Charles Proxy has a feature that it can automatically configure your system proxy settings when it starts.
Every programmatic way I've found of changing these settings (e.g. networksetup) requires raised privileges to use, however this app somehow manages to do this with standard user permissions. The only time it requires raised privileges is on the very first time it runs.
Where can its permissions be managed for making changes in future for e.g., making it ask for privileges again?
Solution 1:
Privileged Helper
If Charles Proxy is following Apple's recommendations, the permissions gained during the initial set-up will be encoded as a Privileged Helper.
On macOS the folder /Library/PrivilegedHelperTools
contains tools that have previously authenticated and authorised with the user.
The folder /Library/LaunchDaemons
contains the launchd
files that launch and determine access to the tools.

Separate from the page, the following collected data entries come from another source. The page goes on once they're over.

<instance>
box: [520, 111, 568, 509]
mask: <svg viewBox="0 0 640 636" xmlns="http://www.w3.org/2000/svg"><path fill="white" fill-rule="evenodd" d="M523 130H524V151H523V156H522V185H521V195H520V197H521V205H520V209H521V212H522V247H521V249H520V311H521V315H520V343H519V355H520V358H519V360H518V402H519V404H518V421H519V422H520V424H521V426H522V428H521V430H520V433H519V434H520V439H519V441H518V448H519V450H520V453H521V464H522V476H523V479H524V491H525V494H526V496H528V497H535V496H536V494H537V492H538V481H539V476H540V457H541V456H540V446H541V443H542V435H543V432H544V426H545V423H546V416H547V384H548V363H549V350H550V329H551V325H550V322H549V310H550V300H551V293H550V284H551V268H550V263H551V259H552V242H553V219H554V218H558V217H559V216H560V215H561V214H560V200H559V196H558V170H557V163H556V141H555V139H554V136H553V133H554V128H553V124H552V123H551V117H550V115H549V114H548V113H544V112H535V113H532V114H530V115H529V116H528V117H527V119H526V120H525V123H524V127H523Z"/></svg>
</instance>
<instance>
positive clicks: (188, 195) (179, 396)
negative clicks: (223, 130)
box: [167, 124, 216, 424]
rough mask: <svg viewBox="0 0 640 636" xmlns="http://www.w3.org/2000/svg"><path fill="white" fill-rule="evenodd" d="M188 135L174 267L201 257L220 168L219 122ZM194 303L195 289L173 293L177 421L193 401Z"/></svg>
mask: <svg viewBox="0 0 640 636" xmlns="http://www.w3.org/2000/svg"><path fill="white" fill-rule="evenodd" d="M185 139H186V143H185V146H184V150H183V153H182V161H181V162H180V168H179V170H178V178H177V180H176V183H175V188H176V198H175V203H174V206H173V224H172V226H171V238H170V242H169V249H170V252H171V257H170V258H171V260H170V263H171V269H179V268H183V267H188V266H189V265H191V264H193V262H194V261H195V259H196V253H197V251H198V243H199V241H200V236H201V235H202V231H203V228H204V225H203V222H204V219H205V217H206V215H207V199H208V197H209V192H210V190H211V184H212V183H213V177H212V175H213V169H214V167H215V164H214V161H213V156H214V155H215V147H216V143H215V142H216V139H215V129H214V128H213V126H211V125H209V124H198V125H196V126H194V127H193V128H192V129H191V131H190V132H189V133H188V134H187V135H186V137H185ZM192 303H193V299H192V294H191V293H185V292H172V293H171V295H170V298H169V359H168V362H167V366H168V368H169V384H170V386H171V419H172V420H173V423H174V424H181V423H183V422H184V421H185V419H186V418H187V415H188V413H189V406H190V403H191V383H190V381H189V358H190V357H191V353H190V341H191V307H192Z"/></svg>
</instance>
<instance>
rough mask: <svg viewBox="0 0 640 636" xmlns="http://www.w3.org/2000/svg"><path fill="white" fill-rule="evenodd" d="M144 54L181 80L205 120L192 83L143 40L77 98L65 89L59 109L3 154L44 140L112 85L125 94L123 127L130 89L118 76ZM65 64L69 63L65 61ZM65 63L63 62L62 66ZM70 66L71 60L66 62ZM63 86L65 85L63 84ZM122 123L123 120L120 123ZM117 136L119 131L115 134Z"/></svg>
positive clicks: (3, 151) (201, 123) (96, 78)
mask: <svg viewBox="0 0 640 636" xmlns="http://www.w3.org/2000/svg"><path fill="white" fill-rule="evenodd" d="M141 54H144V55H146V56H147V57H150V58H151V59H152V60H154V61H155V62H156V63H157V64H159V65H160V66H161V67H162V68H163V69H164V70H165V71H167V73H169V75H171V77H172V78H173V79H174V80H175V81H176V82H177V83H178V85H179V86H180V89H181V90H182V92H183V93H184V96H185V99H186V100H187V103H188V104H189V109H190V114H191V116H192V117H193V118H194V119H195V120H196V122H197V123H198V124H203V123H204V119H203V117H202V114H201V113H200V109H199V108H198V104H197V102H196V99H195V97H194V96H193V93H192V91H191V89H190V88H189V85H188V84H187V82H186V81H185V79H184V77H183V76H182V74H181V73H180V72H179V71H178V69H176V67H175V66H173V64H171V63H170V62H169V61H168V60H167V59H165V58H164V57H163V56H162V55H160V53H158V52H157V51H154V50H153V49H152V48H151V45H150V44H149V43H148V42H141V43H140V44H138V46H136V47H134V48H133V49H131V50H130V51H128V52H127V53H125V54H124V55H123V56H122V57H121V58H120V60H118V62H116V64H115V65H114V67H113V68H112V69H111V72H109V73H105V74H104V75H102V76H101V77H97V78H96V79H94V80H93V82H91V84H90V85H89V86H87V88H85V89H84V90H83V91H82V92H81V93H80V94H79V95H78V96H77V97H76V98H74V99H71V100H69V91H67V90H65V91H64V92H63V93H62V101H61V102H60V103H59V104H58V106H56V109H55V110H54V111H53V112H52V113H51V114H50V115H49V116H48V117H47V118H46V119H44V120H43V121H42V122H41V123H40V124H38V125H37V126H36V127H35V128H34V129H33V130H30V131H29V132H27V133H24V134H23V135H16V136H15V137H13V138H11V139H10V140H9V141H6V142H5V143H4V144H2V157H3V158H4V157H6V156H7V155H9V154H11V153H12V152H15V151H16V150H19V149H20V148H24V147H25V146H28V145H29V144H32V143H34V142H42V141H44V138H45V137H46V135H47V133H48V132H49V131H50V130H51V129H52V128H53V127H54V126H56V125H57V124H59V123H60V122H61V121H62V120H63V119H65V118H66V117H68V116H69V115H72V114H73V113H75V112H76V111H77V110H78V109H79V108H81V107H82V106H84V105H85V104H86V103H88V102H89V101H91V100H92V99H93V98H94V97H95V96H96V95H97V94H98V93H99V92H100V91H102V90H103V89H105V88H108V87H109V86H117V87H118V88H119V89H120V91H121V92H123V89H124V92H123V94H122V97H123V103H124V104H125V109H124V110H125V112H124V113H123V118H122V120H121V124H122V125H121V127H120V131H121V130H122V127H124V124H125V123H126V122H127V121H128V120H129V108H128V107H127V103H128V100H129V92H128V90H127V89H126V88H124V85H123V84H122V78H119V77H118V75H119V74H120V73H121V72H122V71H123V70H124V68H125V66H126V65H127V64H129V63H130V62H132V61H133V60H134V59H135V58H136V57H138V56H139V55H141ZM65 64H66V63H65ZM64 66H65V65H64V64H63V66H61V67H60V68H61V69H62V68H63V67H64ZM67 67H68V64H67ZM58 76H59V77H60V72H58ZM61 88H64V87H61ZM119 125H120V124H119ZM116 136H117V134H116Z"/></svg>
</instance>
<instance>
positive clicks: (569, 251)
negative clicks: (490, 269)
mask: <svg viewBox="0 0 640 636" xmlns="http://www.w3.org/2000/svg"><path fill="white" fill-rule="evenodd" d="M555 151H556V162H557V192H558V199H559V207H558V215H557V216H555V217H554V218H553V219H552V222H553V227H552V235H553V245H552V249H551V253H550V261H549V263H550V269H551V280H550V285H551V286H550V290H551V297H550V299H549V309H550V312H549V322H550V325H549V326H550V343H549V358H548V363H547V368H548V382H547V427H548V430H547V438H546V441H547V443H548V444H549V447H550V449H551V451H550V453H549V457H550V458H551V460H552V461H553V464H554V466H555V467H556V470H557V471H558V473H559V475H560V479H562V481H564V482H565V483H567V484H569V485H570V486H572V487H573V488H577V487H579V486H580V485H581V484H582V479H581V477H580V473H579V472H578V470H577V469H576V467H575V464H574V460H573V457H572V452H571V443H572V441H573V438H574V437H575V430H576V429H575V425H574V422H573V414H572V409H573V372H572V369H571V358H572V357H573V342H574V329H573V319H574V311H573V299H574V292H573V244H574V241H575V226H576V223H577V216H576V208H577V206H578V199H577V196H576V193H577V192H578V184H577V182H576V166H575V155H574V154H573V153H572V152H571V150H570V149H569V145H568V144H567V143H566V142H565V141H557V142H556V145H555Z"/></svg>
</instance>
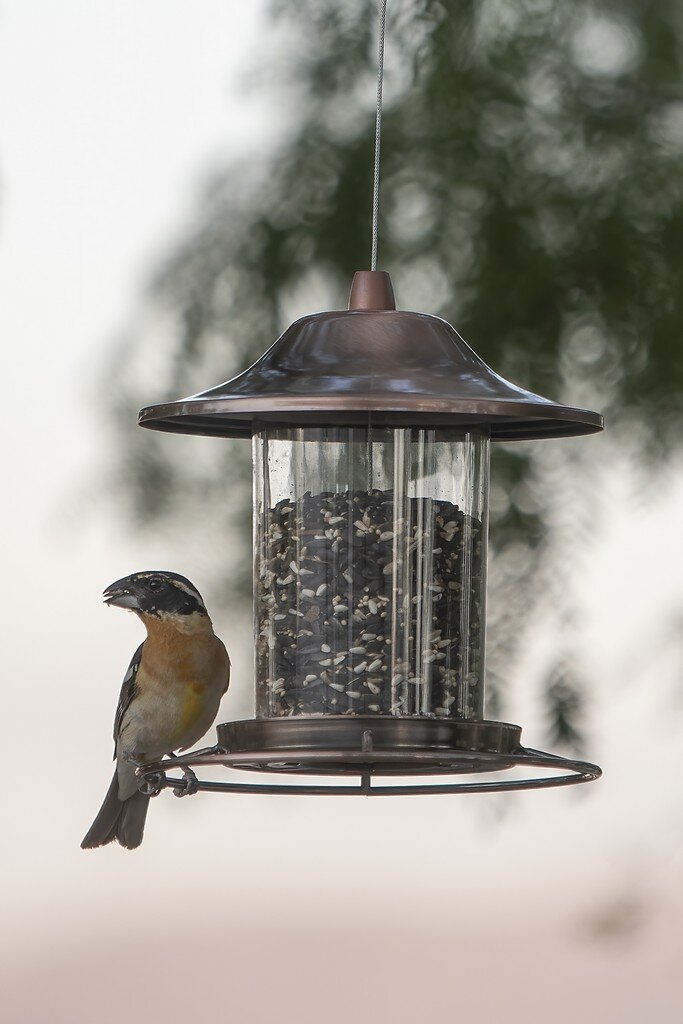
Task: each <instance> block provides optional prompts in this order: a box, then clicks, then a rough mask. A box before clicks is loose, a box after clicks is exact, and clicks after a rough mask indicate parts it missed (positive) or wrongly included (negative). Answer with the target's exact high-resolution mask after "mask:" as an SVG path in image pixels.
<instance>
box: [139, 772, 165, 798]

There are other approaches, such as:
Running with Elevated Privileges
If you do need to run code with elevated privileges, there are several approaches you can take:
- You can run a daemon with elevated privileges that you call on when you need to perform a privileged task. The preferred method of launching a daemon is to use the launchd daemon (see launchd). It is easier to use launchd to launch a daemon and easier to communicate with a daemon than it is to fork your own privileged process.
- You can use the authopen command to read, create, or update a file (see authopen).
- You can use a BSD system call to change privilege level (see Calls to Change Privilege Level). These commands have confusing semantics. You must be careful to use them correctly, and it’s very important to check the return values of these calls to make sure they succeeded.
Solution 2:
After more research, I found this Common Vulnerabilities and Exposures (CVE) description CVE-2017-15358 Local root privesc in Charles Proxy 4.2:
Setting a system-wide proxy requires root permissions so this is handled by an suid binary located within the Charles application folder:
/Applications/Charles.app/Contents/Resources/Charles Proxy Settings
It says that in its first-time setup, Charles Proxy creates a setuid binary that is used on subsequent runs to change the proxy settings.
The link in Graham's answer points this method out as a legacy way of accomplishing this behaviour and is no longer recommended.